Introduction: Acute kidney injury (AKI) is a common complication after Intestinal transplantation (ITx). There are different etiologies for AKI: high Tacrolimus (TAC) levels, dehydration due to ostomy outputs and acute tubular necrosis (ATN) from sepsis, ischemia, and hemodynamic instability. Modifications in immunosuppressive regimen combined with surgical modifications may decrease the reported incidence of AKI. Methods: Retrospective analysis of 92 intestinal transplants from 2013–2017: 94.6% (87/92) received the colon. Induction: Thymoglobulin (2mg/kg x5) and Rituximab (150mg/m2 x1); maintenance: 42=TAC + Everolimus (EVL), 24=TAC + Sirolimus (SRL), 26=TAC alone. Target TAC levels: 10-15ng/ml:0–3 months (mo), 5-10ng/ml:3–6 mo, and 4-6ng/mL:> 6 mo. EVL or SRL started after 30 days with target trough levels of 3–5 ng/mL. AKI was defined by recipients who developed an increase in nadir creatinine and required hospitalizations.
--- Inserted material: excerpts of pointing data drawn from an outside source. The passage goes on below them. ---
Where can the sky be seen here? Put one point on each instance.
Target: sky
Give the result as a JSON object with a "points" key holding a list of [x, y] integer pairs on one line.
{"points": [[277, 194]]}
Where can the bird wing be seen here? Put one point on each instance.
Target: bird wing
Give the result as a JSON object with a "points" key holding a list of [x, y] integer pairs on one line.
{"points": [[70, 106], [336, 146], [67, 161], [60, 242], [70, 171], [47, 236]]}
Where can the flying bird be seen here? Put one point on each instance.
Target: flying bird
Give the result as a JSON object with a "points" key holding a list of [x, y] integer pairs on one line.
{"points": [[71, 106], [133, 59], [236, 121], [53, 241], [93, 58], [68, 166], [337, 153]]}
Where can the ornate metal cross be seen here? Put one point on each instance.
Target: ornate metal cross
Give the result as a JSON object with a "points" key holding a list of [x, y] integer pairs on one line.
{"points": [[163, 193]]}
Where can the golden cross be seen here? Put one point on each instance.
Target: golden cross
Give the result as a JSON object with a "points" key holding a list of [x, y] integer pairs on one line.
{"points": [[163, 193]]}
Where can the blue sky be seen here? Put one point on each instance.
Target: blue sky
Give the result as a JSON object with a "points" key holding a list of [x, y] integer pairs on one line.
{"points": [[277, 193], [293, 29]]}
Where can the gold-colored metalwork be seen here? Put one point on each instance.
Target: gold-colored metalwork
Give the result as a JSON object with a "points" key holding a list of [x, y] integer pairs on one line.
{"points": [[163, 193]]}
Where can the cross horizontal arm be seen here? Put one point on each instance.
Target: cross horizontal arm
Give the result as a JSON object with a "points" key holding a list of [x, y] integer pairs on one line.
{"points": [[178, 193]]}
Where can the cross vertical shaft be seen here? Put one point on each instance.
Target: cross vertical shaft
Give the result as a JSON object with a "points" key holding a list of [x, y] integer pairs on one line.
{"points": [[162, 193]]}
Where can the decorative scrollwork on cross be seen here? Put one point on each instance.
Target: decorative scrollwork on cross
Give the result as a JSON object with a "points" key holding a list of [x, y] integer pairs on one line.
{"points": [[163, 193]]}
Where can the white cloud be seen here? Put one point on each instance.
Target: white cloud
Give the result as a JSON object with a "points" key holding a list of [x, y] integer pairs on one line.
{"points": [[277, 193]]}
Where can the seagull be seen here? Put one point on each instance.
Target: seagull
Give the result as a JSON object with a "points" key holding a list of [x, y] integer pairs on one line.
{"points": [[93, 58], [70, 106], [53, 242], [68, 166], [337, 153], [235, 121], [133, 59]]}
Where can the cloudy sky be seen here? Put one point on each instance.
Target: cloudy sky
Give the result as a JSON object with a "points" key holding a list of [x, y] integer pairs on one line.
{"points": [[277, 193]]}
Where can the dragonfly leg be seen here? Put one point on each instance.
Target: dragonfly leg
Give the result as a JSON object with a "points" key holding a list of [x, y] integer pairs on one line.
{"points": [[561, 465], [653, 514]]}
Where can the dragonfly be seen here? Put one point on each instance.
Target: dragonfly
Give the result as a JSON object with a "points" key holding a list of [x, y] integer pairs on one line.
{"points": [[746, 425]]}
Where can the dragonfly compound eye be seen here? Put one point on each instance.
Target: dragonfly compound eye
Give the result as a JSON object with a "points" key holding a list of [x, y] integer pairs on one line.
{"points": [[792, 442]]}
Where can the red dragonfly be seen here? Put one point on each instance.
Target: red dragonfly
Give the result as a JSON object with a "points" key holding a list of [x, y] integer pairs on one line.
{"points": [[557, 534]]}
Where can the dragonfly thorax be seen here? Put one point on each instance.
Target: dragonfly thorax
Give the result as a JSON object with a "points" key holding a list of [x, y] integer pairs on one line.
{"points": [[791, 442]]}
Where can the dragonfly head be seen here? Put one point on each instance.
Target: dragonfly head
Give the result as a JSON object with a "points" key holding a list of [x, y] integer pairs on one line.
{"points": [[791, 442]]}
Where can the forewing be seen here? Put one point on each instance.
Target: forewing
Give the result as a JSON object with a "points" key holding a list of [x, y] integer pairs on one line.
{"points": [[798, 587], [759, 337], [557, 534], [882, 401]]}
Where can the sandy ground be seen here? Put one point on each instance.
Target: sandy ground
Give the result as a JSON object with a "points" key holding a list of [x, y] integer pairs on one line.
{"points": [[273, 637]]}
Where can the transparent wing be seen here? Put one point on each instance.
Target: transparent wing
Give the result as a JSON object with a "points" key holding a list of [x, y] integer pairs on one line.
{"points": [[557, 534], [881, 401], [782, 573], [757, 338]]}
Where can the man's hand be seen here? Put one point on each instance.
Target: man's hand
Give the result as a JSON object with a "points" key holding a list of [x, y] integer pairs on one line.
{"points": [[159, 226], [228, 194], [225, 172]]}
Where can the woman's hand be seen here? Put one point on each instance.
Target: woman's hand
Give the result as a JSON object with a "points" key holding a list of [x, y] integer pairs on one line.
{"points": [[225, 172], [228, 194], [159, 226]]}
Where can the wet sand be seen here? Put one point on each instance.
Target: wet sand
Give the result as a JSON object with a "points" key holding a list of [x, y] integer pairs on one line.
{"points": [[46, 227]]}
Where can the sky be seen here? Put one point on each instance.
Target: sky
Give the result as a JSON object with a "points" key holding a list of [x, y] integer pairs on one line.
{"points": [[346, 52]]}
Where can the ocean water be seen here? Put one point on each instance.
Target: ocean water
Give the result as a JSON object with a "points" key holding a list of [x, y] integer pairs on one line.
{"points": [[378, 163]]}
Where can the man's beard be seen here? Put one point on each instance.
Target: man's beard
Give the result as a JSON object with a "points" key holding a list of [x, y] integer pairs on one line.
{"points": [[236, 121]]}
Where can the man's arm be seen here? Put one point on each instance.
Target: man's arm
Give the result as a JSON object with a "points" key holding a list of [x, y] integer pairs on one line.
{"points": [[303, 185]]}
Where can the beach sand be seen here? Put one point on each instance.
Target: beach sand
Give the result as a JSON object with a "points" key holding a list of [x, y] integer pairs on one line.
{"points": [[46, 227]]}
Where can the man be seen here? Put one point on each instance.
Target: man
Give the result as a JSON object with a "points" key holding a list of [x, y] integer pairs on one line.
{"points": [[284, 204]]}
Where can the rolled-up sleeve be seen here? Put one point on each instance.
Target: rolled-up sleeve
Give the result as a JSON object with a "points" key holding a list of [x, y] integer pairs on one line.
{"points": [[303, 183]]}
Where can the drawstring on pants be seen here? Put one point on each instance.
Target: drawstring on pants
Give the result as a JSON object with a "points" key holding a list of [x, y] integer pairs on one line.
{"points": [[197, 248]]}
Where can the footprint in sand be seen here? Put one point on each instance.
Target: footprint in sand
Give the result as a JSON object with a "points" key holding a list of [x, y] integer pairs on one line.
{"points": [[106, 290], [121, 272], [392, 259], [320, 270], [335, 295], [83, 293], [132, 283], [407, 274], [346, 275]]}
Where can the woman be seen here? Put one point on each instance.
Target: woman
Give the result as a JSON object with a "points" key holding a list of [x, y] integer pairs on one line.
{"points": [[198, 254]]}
Estimated glomerular filtration rate (eGFR) was calculated from routine serum creatinine using the CKD-EPI formula for adults and bedside Schwartz formula for children. Median follow-up: 27 [3–56] mo. Results: AKI occurred in 26.1% (24/92) of Itx; 75% (18/24) in the first 6mo. Median eGFR at 2, 3, and 12 mo was 113.5 [85.0–151.4], 99.8 [65.1–131.0], and 97.3 [55.1–125.9], respectively. Operative time wasmarkedly reduced (median time: 288 minutes) as compared to previous eras. Median TAC levels (ng/ml) at 7days and at 1, 2, 3, and 12 mo: 10.6 [7.7–14.1], 10.9 [7.9–14.3], 8.5 [6.8–12.1], 7.5 [5.8–10.5], and 5.7 [7.9-4.0], respectively. Cox regression analysis of the hazard rate (HR) of developing AKI found 2 significant predictors: sepsis (23/92, P<.0001) and acute rejection (AR) (7/92, P<.0001). Similarly, the HR of developing an eGFR<60ml/min/1.73m2: older age at transplant (P<.0001), AR (7/92, P=.01), and dehydration on > 2 hospitalizations (17/92, P=.02). Intestinal graft failure (IGF) occurred in 9/92 patients; death with a functioning graft (DWFG) was observed in 12/92. Neither the development of an AKI nor an eGFR<60ml/min/1.73m2 were associated with the HR of developing graft loss (P>.10) or DWFG (P>.5). Conclusion: Short-term renal dysfunction post Itx still exists. Both surgical modifications and changes in the immunosuppressive regimen have led to diminished AKI and impact on graft failure. Long term follow-up is needed and underway.